SeeQC (HYPRES) proposes to develop cryogenic multiplexing readout circuitry for superconducting sensor arrays. Our design and advanced multi-layer Niobium fabrication process will enable us to make a compact SQUID based readout for large scale superconducting bolometer arrays.
Arrays of superconducting transition edge sensors (TES) are frequently deployed in instruments for far infrared (IR) astronomy, particularly for cosmic microwave background (CMB) measurements. In order to reduce thermal loading due to wiring between the detectors and readout, as well as to reduce the cost of readout electronics, multiplexing has become a key technology for enabling detectors arrays at the kilo-pixel level and beyond.
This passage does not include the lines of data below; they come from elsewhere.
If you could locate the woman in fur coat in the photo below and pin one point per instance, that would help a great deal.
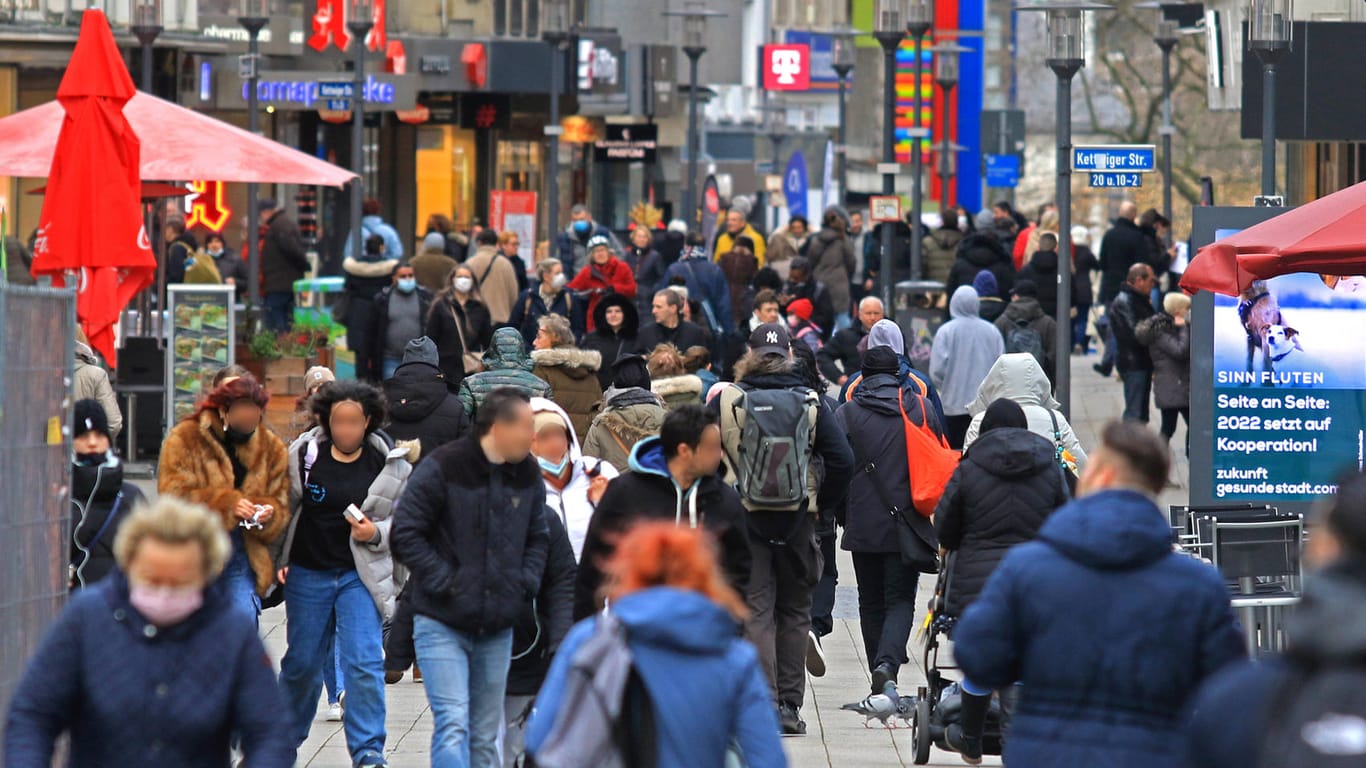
(226, 458)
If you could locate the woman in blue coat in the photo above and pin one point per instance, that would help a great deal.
(682, 626)
(153, 666)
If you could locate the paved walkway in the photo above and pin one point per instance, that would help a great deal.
(835, 738)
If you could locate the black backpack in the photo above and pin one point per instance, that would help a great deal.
(1023, 338)
(1318, 722)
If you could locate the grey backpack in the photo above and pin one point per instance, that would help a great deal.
(769, 436)
(605, 718)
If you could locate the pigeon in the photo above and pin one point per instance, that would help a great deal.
(877, 705)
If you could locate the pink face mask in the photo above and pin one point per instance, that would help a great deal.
(165, 606)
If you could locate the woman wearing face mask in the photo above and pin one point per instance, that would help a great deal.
(547, 297)
(614, 336)
(100, 498)
(335, 565)
(232, 268)
(223, 457)
(461, 325)
(574, 483)
(153, 666)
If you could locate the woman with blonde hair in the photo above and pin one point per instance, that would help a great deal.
(153, 664)
(702, 682)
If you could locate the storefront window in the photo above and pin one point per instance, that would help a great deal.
(445, 174)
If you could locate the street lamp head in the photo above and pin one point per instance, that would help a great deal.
(920, 17)
(1269, 25)
(1066, 30)
(843, 51)
(146, 17)
(947, 63)
(555, 19)
(694, 15)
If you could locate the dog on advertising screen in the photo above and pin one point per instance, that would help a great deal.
(1258, 310)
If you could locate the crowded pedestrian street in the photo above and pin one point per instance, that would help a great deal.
(682, 384)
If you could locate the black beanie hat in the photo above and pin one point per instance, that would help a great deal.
(1003, 413)
(630, 371)
(88, 416)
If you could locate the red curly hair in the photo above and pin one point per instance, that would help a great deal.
(661, 554)
(230, 391)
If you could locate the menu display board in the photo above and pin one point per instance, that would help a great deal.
(201, 339)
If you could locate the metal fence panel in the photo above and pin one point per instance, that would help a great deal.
(37, 330)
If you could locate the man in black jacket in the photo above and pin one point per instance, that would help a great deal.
(670, 327)
(283, 261)
(842, 357)
(470, 528)
(787, 555)
(874, 427)
(537, 636)
(1135, 368)
(421, 406)
(672, 477)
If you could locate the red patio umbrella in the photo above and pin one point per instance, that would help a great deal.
(92, 216)
(1327, 237)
Multiplexing allows readout of multiple detectors on a single line by separating the signal from each detector in either the time or frequency domain. Current NASA missions employing time domain multiplexing (TDM) include HAWC+ and PIPER. These experiments feature a SQUID based TDM readout circuit that is interfaced to the TES array through an Indium bump bonding process.
Next generation missions such as PIPER Dual Polarization Upgrade and PICO require an increase in sensor desnsity. As part of subtopic S1.04 (Sensor and Detector Technologies for Visible, IR, Far-IR, and Submillimeter), NASA has put out a call for kilo-pixel scale cryogenic, multiplexed readout capable of reading out two TES per 1 mm2 pixel. SeeQC (HYPRES) will design and simulate a SQUID based TDM circuit with low noise and crosstalk that meets the above area requirements. We will also fabricate and test a small version to validate our design and demonstrate feasibility of the full scale array.
Transition edge sensors are used in both x-ray and far IR astronomy, including polarization sensitive cosmic microwave background measurements. Large format TES arrays, such as used by current NASA missions PIPER and HAWC+ require two-dimensional, cryogenic multiplexed readout. The multiplexer developed in this work will be compatible with these missions, as well as enabling future NASA missions such as PICO and the dual polarization upgrade to PIPER.
Because they reduce the heat load between the cold stage and higher temperatures, cryogenic multiplexers are an enabling technology for any superconducting sensor array. TES bolometer arrays are used in a variety of far IR astronomy experiments. TES calorimeter arrays are used for high resolution, time-resolved x-ray spectroscopy for applications such as nuclear physics and materials analysis.